A liberdade protege o debate de ideias, a crítica, a sátira (mesque ácida), a expressão artística e a informação. O abuso ocorre quando a expressão Dano Concreto e Ilicito pode ser de ordem moral (honra, imagem, privacidade – Art. 5º, X, CF), material ou à ordem democrática. Incita à Violência Iminente ou Discriminação (Brandenburg vs. Ohio, EUA – padrão adotado implicitamente pelo STF) ou pratica hate speech (discurso que inferioriza grupos por características protegidas como raça, religião, orientação sexual), podendo constituir fraude ou desinformação maliciosa, com potencial Lesivo Grave: Como nas eleições ou na saúde pública (ex.: campanhas antivacina baseadas em falsidades).

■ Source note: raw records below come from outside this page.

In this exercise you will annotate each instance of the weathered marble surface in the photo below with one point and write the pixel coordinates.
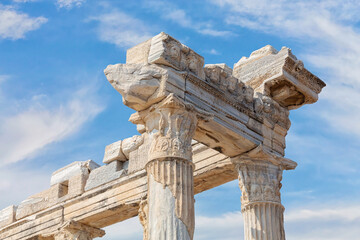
(242, 118)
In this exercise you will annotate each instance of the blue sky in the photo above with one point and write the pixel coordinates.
(56, 106)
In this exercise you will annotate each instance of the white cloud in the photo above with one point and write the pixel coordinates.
(328, 28)
(24, 133)
(213, 52)
(171, 12)
(31, 181)
(14, 25)
(69, 3)
(121, 29)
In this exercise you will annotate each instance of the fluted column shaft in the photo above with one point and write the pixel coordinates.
(168, 213)
(260, 175)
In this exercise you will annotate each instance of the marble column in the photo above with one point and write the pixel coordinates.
(77, 231)
(168, 213)
(260, 175)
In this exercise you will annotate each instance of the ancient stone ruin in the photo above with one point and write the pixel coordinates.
(200, 127)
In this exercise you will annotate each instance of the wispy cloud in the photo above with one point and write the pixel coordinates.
(329, 29)
(170, 11)
(14, 24)
(121, 29)
(31, 182)
(69, 3)
(40, 121)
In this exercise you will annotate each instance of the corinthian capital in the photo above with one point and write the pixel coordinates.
(77, 231)
(172, 124)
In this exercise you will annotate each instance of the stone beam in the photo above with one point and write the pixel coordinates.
(247, 109)
(110, 202)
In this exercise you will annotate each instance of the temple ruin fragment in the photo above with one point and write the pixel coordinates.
(199, 127)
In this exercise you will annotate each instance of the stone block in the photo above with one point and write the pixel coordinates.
(7, 216)
(279, 75)
(163, 49)
(105, 174)
(72, 178)
(71, 170)
(139, 53)
(113, 152)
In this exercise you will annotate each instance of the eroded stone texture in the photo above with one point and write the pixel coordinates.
(77, 231)
(242, 114)
(260, 175)
(279, 75)
(170, 201)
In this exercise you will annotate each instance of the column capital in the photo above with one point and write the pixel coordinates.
(171, 123)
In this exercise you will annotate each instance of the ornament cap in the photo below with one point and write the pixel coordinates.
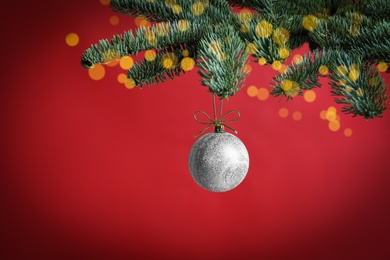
(219, 128)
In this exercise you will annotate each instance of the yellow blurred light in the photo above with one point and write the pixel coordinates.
(310, 22)
(262, 61)
(298, 59)
(263, 94)
(283, 112)
(382, 66)
(348, 132)
(126, 62)
(297, 116)
(114, 20)
(263, 29)
(309, 96)
(334, 125)
(122, 78)
(72, 39)
(252, 91)
(130, 83)
(197, 8)
(97, 72)
(323, 114)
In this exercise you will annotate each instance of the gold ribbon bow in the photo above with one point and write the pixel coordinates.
(218, 123)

A liberdade finda onde começa o dano injusto a terceiros. A agressão verbal sistemática (cyberbullying) ou a difamação causam danos psíquicos e sociais mensuráveis. O discurso de ódio e a desinformação agressiva são formas de violência simbólica, que reforçam estruturas de dominação, estigmatizam grupos vulneráveis e corroem o tecido social e o diálogo democrático.

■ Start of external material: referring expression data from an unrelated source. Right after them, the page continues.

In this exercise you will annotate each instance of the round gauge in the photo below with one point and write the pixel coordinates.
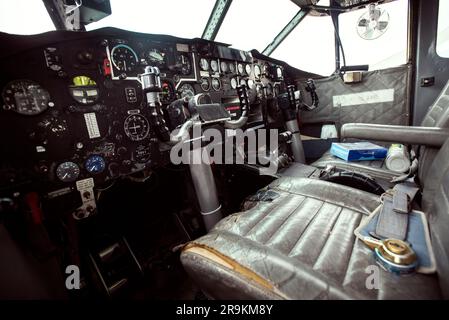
(204, 64)
(205, 85)
(84, 90)
(234, 83)
(216, 84)
(67, 171)
(26, 97)
(167, 94)
(184, 61)
(224, 67)
(240, 68)
(232, 67)
(124, 58)
(136, 127)
(214, 65)
(156, 56)
(269, 89)
(248, 69)
(187, 90)
(251, 84)
(142, 154)
(95, 164)
(257, 71)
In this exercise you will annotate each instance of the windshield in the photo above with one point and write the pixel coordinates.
(253, 24)
(24, 17)
(187, 19)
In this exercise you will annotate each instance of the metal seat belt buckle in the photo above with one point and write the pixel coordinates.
(401, 202)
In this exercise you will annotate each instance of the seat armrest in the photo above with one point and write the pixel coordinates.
(426, 136)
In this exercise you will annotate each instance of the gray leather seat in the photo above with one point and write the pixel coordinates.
(298, 243)
(437, 116)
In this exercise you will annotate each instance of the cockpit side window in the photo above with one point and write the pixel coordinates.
(310, 46)
(443, 29)
(382, 43)
(24, 17)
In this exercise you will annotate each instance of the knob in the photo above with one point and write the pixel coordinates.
(121, 151)
(113, 169)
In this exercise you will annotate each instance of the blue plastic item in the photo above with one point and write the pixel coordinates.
(358, 151)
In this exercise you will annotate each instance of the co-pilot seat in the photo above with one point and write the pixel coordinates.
(436, 117)
(297, 242)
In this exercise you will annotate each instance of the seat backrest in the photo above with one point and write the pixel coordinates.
(438, 113)
(436, 203)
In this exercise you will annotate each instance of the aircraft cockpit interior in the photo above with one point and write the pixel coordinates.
(219, 149)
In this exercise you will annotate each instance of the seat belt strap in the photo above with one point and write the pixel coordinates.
(393, 217)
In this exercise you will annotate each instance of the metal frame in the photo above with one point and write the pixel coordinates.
(61, 20)
(286, 31)
(216, 18)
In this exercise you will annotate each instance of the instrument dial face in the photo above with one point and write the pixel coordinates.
(26, 97)
(186, 65)
(124, 58)
(234, 83)
(187, 90)
(240, 68)
(205, 84)
(224, 66)
(142, 154)
(95, 164)
(216, 84)
(67, 171)
(214, 65)
(257, 71)
(248, 69)
(136, 127)
(204, 64)
(156, 56)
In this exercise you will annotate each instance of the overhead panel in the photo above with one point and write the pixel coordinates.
(216, 19)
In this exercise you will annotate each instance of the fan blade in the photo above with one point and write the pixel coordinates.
(382, 25)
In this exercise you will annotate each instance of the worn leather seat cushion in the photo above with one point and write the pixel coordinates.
(298, 243)
(436, 116)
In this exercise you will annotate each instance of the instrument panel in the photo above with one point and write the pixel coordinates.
(72, 106)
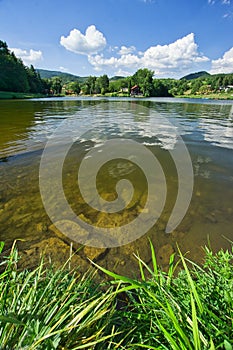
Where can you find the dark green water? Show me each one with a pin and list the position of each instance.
(206, 128)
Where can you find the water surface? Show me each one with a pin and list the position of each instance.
(206, 128)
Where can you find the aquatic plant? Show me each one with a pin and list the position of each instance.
(187, 307)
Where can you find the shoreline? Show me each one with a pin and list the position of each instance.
(5, 95)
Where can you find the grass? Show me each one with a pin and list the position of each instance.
(188, 307)
(212, 96)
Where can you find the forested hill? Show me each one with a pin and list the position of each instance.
(196, 75)
(15, 76)
(65, 77)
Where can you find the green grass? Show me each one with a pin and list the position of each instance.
(188, 307)
(212, 96)
(5, 95)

No que diz respeito à responsabilização, o ordenamento oferece mecanismos robustos para coibir a agressão disfarçada de opinião. No mesmo sentido, responsabilidade civil, que se ultima em indenização por danos morais e materiais (Arts. 186, 927, CC/02; Art. 5º, V e X, CF). A doutrina de Pablo Stolze Gagliano e Rodolfo Pamplona Filho é basilar. Já a responsabilidade penal ultima-se por tipificações específicas como Calúnia (Art. 138 CP), Difamação (Art. 139 CP), Injúria (Art. 140 CP – incluindo injúria racial qualificada – § 3º), Incitação ao Crime (Art. 286 CP), Apologia ao Crime ou Criminoso (Art. 287 CP) e os crimes de Racismo (Lei 7.716/89). A jurisprudência é vastíssima (ex: HC 154.248/SP sobre injúria racial em redes sociais). Eugênio Raul Zaffaroni alerta para o risco de criminalização excessiva da palavra, exigindo estrita adequação típica e análise do contexto. Já a Ação Popular (Art. 5º, LXXIII, CF) e a Ação Civil Pública (Lei 7.347/85) podem ser usadas para coibir danos difusos causados por campanhas de ódio ou desinformação massiva.
As reflexões acima permitem inferir que a a liberdade de expressão na Constituição Federal de 1988 permanece como um farol essencial da democracia brasileira. Contudo, a emergência da manipulação não profissional nas redes digitais e a banalização da agressão verbal exigem uma releitura constante e corajosa dos seus limites. A resposta não reside na censura prévia, que é constitucionalmente vedada, mas na aplicação rigorosa e eficiente da legislação existente (civil e penal), no fortalecimento da educação midiática (media literacy) para formar cidadãos críticos, na corregulação responsável das plataformas digitais e, acima de tudo, na clara compreensão social e jurídica de que liberdade de expressão não é sinônimo de licença para caluniar, difamar, incitar o ódio ou enganar massivamente.
Como lembra Karl Popper, em sua “Paradoxo da Tolerância”, a tolerância ilimitada leva ao desaparecimento da própria tolerância. Defender a liberdade de expressão implica, necessariamente, combatê-la quando ela se transforma em instrumento de agressão e destruição do próprio diálogo democrático que pretende proteger. A linha divisória é tênue, mas sua manutenção é condição de sobrevivência do Estado Democrático de Direito.